In other 2 cases, the office of District Magistrate, Rohtas has not taken any steps towards conducting the spot enquiry in both cases of Rohtas district and the laborers, including the pregnant women in both brick kilns, are forced to work long hours under terrible conditions and without statutory wages.
Immediate Rescue of bonded labourers mandated by law
The petition urges that the Bonded Labour Act, 1976 and the Standard Operating Procedures (SOP) on Rescue, Release, Ministry of Labour and Employment (MoLE), Govt. of India, contemplate that bonded labourers have to be released forthwith, and provide for a 24-hour timeline of rescue after the receipt of a complaint. In the present case, this statutory requirement has been entirely overlooked, and despite the existence of bonded labour having been brought to the attention of the respondent authorities, no action has been taken till date.
Section 4 of the Bonded Labour Act is cited, which reads that On the commencement of this Act, the bonded labour system shall stand abolished and every bonded labourer shall stand freed and discharged from any obligation to render any bonded labour. Section 12 of the Act, places a duty on the District Magistrate to act forthwith to eradicate the enforcement of such labour.

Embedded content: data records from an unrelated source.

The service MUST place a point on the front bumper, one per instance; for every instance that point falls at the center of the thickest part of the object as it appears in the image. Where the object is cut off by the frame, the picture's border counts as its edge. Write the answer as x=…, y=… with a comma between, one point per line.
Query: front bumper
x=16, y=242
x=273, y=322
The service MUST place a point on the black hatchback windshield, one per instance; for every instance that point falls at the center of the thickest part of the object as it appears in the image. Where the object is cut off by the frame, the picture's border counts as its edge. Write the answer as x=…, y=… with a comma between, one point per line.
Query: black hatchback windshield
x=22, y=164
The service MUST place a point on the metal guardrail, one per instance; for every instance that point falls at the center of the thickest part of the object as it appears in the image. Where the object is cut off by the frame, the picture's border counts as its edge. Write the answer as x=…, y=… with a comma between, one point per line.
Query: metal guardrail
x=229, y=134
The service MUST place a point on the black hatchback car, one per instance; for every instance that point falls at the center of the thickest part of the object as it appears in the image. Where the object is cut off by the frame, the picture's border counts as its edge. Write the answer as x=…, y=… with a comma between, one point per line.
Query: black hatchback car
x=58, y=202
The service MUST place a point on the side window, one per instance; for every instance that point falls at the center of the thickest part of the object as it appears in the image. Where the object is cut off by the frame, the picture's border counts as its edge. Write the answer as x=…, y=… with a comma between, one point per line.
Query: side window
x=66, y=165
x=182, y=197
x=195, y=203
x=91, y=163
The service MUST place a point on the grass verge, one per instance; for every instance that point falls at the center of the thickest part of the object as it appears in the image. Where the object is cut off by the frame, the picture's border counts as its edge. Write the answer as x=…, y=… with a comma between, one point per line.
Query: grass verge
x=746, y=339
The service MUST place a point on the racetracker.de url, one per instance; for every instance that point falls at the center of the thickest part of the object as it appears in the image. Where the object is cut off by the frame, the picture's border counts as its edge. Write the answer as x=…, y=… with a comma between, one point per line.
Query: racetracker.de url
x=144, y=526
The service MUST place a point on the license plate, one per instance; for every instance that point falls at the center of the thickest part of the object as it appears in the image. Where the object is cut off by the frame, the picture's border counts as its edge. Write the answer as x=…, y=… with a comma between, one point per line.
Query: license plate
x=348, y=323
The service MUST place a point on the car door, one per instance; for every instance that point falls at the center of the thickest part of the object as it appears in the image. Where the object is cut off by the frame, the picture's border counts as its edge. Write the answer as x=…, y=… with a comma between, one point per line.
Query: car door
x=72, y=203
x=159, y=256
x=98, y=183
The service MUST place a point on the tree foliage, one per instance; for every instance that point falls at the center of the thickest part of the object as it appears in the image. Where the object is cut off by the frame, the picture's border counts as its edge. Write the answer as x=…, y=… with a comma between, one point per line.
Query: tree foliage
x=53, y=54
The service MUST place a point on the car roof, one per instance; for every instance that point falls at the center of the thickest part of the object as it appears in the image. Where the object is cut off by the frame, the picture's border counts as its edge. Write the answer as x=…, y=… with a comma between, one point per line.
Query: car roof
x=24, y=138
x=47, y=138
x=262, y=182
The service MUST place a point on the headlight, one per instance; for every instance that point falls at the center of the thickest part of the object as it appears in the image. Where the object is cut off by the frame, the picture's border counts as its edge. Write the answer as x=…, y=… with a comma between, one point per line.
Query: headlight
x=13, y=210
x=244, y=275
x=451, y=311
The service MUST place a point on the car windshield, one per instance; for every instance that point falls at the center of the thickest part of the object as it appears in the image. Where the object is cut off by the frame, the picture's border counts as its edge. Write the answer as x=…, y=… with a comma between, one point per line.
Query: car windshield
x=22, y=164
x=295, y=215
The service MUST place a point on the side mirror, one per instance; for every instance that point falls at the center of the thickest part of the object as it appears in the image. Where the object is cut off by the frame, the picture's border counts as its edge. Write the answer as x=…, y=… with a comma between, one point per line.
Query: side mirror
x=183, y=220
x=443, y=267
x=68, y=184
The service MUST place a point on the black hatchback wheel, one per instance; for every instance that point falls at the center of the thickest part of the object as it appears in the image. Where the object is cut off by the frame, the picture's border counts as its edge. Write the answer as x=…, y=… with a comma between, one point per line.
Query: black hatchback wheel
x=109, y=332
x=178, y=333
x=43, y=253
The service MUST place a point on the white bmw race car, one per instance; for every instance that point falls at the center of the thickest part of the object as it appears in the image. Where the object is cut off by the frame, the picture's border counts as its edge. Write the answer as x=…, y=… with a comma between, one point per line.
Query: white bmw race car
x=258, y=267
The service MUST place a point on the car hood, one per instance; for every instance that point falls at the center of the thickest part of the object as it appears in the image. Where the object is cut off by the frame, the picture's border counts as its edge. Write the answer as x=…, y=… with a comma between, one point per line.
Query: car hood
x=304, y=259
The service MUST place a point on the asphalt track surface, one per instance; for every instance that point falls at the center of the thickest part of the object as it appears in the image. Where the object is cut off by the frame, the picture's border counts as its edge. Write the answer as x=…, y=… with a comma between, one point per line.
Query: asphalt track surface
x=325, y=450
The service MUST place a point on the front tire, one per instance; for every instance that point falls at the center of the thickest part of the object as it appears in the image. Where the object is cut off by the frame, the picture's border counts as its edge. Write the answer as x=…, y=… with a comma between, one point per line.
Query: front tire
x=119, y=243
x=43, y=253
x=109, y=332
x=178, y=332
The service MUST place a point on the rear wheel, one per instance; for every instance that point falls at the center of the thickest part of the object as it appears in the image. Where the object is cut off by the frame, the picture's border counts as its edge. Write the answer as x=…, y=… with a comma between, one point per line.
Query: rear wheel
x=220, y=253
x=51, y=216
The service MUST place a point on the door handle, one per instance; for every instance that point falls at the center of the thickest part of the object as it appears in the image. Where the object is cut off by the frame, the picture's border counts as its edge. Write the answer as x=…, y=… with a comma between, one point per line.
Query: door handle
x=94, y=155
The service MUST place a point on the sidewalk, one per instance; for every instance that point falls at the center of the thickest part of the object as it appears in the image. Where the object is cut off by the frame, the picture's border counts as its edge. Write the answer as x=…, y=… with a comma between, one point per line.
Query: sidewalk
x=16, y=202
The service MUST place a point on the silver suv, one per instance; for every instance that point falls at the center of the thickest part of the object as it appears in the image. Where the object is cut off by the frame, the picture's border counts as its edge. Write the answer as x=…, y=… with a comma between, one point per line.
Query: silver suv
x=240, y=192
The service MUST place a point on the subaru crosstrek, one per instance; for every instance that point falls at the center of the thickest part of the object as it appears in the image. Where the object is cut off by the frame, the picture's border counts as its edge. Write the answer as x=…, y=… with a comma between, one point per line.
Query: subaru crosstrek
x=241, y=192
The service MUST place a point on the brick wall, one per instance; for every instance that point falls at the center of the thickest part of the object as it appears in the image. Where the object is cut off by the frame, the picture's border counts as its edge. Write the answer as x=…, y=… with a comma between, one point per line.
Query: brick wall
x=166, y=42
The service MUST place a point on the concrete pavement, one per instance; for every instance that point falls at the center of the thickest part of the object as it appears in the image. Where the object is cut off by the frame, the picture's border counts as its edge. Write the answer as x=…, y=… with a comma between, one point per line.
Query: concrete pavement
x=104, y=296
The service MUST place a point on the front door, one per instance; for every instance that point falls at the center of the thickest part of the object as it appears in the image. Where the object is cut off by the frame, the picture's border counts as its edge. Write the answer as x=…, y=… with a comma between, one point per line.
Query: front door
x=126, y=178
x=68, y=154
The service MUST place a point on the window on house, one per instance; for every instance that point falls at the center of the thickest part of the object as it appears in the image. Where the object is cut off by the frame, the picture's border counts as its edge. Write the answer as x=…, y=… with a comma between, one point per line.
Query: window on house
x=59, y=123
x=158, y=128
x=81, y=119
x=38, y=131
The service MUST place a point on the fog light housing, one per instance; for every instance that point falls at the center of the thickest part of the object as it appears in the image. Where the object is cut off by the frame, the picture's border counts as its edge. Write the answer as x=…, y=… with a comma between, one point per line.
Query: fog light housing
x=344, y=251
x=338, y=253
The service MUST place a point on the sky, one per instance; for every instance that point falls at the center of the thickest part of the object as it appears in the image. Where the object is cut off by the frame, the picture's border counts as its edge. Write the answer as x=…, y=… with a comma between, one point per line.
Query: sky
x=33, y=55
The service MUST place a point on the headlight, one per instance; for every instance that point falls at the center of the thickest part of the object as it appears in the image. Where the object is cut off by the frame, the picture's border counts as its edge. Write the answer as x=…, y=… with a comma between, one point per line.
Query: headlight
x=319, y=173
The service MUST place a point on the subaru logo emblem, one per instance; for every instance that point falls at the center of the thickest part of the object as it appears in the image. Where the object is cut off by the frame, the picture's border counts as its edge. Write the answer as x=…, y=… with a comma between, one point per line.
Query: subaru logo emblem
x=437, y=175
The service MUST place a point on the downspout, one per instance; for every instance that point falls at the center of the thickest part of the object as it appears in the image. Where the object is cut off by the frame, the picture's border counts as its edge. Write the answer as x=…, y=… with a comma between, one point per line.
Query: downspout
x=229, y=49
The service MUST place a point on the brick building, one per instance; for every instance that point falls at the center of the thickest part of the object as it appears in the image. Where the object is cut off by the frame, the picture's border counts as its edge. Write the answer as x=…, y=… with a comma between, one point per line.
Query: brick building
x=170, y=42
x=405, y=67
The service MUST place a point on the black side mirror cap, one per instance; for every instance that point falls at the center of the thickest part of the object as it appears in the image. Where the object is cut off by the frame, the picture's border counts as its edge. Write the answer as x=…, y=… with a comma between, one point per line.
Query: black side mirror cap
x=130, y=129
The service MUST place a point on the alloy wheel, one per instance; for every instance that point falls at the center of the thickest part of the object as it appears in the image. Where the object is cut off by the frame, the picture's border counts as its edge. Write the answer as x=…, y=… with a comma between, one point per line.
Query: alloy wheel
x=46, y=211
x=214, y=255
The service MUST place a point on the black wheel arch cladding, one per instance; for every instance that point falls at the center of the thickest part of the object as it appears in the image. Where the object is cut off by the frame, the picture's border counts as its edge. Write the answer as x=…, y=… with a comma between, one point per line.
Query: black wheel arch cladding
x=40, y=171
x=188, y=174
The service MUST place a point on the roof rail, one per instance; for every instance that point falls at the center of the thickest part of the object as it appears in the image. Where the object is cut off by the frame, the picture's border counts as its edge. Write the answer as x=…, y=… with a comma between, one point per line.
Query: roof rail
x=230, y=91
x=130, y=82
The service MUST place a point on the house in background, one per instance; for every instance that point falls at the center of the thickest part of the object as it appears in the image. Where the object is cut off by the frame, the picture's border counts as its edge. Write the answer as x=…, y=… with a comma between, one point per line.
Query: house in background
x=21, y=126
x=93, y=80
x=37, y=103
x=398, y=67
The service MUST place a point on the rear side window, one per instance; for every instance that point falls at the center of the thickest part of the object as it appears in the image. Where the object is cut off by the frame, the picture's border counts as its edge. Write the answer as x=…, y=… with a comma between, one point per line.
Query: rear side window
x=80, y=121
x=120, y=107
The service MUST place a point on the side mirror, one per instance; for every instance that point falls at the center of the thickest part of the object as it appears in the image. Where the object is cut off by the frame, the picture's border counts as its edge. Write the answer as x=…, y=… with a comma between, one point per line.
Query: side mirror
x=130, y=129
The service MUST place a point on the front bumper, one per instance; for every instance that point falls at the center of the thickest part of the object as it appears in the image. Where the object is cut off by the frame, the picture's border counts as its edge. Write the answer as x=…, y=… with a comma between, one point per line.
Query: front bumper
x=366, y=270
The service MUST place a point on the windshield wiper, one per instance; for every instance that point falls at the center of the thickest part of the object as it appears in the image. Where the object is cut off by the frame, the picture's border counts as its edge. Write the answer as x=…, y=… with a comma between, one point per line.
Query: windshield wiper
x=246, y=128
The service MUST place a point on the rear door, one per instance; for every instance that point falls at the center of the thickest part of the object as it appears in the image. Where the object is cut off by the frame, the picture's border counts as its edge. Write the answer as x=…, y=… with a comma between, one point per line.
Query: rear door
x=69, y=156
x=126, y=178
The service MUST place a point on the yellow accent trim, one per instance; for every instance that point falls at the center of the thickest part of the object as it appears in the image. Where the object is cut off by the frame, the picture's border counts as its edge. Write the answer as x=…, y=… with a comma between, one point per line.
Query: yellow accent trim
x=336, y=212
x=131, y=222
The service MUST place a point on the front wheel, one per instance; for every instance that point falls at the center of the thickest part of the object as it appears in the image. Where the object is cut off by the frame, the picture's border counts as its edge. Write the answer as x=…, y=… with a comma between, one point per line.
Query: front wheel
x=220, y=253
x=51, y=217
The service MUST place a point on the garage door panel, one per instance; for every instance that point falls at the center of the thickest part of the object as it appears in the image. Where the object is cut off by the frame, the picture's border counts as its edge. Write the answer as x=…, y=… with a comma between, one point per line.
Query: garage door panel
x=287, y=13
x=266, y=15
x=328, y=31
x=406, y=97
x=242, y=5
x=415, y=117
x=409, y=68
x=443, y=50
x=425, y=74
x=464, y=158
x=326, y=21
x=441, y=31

The provisions of the August, 2017 SOP place an obligation on the DMs/SDMs or the Police to conduct rescue operations within 24 hours of receiving the complaint.
It is averred that the addendum dated 17th January 2017 to the Central Scheme on rehabilitation of bonded labourers increases the immediate assistance up to Rs.20,000/- to be given to the rescued bonded labour/ survivor. "These provisions of the CS Scheme have also not been complied with in the present case", it is argued.
A violation of Article 14,19, 21, 23 and 24 and the prohibition on bonded labour:
The PIL submits that while Covid-19 has caused a strain on state authorities, the constitutional right against forced labour under Article 23 and prohibition of child labor under Article 24 of the constitution and basic right to liberty and life under Article 21 cannot be suspended.
The Petitioner states that it is incumbent upon the Respondent State Authorities to formulate a Covid-19 response action plan to address bonded labour and child labour across the country which takes the following considerations into account:
a. Ensuring that bonded labourers do not suffer physical and/or sexual violence and that they are released to safe locations by taking all Covid-19 related precautions including social distancing measures.
b. Ensuring that release orders and compensation already ear marked for bonded labourers under the CS Scheme is swiftly granted to bonded labourers to allow survivors to tide over the lack of alternate employment during covid-19 time.
c. Access to healthcare for survivors who need urgent medical attention, and access to medical essentials such as masks and sanitisers.
d. Access to food supplies for survivors who would need ration to survive post rescue.
e. All owners engaging bonded labour are directed to release unpaid/ back wages to labourers for failure to pay statutory minimum wage in accordance with law.
f. Take steps to ensure safe repatriation to source states or village where the labourers are trafficked from keeping in line with the travel measures allowed by the Union and State governments during the Covid-19 pandemic.
g. Police complaints are registered against owners and agents who engage in bonded labour trafficking.